COVID-19 has brought a similar level of uncertainty and unpredictability to nearly the whole world. None of us could have predicted the ways in which our lives would be radically changed – and no one can say for sure when things will return to “normal.” How long will the kids be home? When will jobs return to the way they were before? Will we be able to keep our family healthy? When will it be safe to venture outside again? When will a vaccine be available? If you’re like us, you have spent hours trying to guess the answers to these questions, and there certainly is no shortage of opinions on the news and social media. But the truth is, no one knows for sure and every day we are working to find new ways to deal with that discomfort of the unknown.

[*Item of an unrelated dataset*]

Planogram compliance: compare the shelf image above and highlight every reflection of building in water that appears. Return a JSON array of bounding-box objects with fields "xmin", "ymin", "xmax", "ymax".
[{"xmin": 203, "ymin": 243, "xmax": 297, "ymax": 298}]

For foster parents and children in foster care, COVID-19 places an additional haze over an already unclear set of circumstances. Things like family visitation, home visits, and court dates have been postponed or conducted virtually, and it remains to be seen how those alterations will impact the outcomes of cases in the court systems. It’s a fact that the most important factor in a judge’s decision on next steps in so many foster care cases is momentum: have the biological parents consistently been meeting objectives towards reunification – or consistently missing them? What patterns can be shown to support reunification or permanent placement? COVID-19 has made tracking momentum and consistency more challenging than ever.
In the midst of this crisis, case workers are still performing their jobs to keep children in our communities safe, while looking for ways to connect virtually and remotely to move cases forward where needed. We have been appreciative of the support of our local KidsPeace office; they have been creative and persistent in finding ways to provide as much continuity as possible. We’ve had Zoom calls with our case workers every week to see how we were doing and what additional needs we might have while sheltered at home. At the same time they’ve suggested ways for virtual visits to be continued with our foster son and his biological mother. KidsPeace’s dedicated staff has shown resiliency and flexibility, adapting to new remote ways of work for themselves, while making foster families feel more supported during a time of need.
There is not much that can be known about what the future holds – for when and how the pandemic will end, and what the outcome of current foster care cases will be. Dealing with uncertainty comes with the territory for foster parents, and it helps to have supportive staff and caseworkers in our corner.
Megan and Jonathan Craig are foster parents with KidsPeace Foster Care in Pennsylvania.